Having declared that Exhibit E was valid and that the repurchase had to be made at P14,000, we
must necessarily conclude that under the above findings of the Court of Appeals the right to
repurchase had not been preserved.

Nevertheless, let us suppose for the moment that the rights of Revilla and Reyes are governed by
Exhibit E only-not by Exhibit D.

From the findings of the Court of Appeals it is to be deduced that in December Maria Reyes offered
to redeem for less than P8,204.60. The decision of the court of first instance says "all the money she
had at that time was P7,000."

Now then: the repurchase price was P8,204.60 (on the supposition that Exhibit E governs the
parties' rights); Maria Reyes offered to repay in December P7,000 only. The fact that she was told
Canuto Martin wanted P14,000, does not excuse her obligation to offer, within the time stipulated,
the full price for the repurchase: P8,204.60. If it was her theory and position that she had a right to
redeem from La Previsora in accordance with Exhibit E, she would have acted in accordance
therewith by offering P8,204.60 to La Previsora entirely disregarding the demands of any other
individual. Undoubtedly, she failed to offer that amount.

Furthermore, there is no evidenceand the Court of Appeals did not findthat Pedro Revilla was
actually authorized by La Previsora to refuse to repurchase at P8,204.60.

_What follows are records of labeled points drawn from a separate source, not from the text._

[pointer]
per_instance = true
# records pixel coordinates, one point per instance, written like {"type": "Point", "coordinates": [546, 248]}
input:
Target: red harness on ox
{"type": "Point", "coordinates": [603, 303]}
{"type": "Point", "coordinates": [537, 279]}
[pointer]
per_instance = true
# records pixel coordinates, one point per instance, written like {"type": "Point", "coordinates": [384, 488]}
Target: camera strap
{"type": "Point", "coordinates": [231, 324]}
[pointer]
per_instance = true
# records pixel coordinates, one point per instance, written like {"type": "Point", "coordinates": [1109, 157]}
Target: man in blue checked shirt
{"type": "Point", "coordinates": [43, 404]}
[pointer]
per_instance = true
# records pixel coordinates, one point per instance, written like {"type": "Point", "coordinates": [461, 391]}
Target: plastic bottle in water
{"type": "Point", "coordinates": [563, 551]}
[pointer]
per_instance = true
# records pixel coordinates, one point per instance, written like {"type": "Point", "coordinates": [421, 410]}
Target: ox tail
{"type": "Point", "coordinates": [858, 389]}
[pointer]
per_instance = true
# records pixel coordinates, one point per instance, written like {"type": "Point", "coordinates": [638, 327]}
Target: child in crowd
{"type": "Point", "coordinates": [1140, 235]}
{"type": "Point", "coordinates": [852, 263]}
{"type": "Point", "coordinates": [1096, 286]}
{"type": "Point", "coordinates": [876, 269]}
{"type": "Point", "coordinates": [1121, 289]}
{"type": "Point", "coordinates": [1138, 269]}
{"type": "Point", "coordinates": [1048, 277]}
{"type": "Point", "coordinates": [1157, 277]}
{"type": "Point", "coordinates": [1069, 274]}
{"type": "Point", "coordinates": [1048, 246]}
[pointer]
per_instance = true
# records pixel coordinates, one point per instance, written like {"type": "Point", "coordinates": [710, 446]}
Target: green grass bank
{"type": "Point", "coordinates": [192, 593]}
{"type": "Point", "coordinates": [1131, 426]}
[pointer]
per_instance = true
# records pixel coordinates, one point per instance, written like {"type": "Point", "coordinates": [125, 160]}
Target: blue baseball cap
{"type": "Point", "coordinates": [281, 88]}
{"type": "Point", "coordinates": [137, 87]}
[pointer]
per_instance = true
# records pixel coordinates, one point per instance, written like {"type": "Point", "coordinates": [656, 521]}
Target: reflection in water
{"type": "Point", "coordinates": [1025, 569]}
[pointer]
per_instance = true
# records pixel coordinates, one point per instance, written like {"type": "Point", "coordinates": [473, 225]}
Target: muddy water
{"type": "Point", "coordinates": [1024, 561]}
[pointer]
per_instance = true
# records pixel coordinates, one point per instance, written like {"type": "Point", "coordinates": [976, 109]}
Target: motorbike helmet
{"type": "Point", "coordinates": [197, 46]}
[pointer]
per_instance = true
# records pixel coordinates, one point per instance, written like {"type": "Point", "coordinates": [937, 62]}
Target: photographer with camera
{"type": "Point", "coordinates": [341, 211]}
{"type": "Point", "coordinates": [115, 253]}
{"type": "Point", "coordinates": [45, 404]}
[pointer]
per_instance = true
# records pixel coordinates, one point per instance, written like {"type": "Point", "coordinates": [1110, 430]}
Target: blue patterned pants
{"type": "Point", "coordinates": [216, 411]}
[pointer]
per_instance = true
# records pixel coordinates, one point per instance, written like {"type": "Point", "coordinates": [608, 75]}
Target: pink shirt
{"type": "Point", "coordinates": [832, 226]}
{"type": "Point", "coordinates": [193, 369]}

Needless to add, the date of filing of the complaint is immaterial, so long as it is filed within the
period of limitations, its purpose being to enforce a right which must be established within the time to
repurchase.

Wherefore with the declaration that option to repurchase, whether under Exhibit E or under Exhibit
D, had not been asserted to the proper time, we hereby absolve the petitioner Canuto Martin from
the complaint. Costs against respondents.

Pablo, Padilla, Tuason, Montemayor, Bautista Angelo, and Labrador, JJ., concur.